2) Epilogo forse scontato. Realisticamente come vedi il ritorno in pista dopo questa scossa? Ci può essere in relativa “normalità”, con quali accorgimenti e con quali strategie? E con quali tempi.

“Tiro un po’ le fila del discorso. Hai ragione nel dire che questa risposta è deduzione delle precedenti. Non penso che l’emergenza Covid abbia cambiato le carte in tavola. Penso le abbia rese più nude, più visibili. Non sono neanche sicuro che le abbia accelerate. La follia del controllo, oggi adoperato su basi tecnologiche, è alla base della nostra società già da parecchi anni. La legge sui seggiolini anti abbandono è già sintono della sete di un potere capillare che i governi moderni bramano sopra ogni cosa. Non parliamo della fatturazione elettronica, pretestualmente organizzata per contrastare l’evasione, ai fatti perfetta per l’esercizio delle vessazioni fiscali. Non ci sarà quindi alcun ritorno. Eravamo di già dentro a quei problemi che ho tentato di descrivere.

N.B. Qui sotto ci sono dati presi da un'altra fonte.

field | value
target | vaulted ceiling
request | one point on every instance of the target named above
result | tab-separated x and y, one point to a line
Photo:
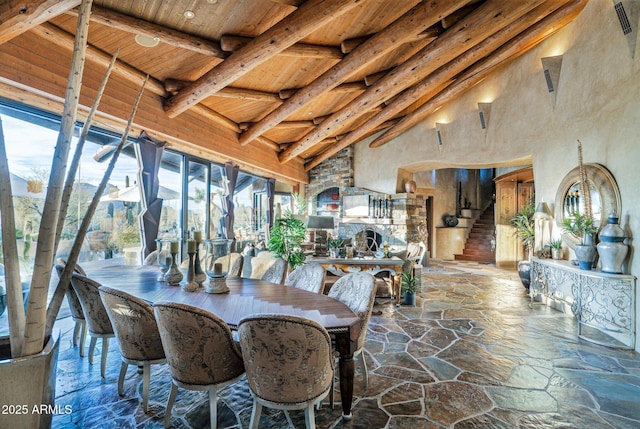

Se invece, con il termine “ritorno alla normalità”, intendiamo quel momento in cui il discorso pubblico abbandonerà l’oggetto Covid, non è da escludere che tutto sarà come prima. Forse sarà tanto facile uscirne quanto inquietante e veloce sia stato l’ingresso. Con un discorso di pochi minuti, diffuso sulle TV, ci siamo saputi incarcerati. Nel giro di una serata, è stato regime di polizia (ed esercito!). Magari il ritorno sarà meno scenico e drastico: a tempo debito, quando l’oggetto Covid perderà il suo potere, l’apparizione delle belle vallette e degli eroici giocatori di calcio avverrà con la naturalezza dello showbiz. Senza rendercene conto, saremo di nuovo dove eravamo soliti abitare”.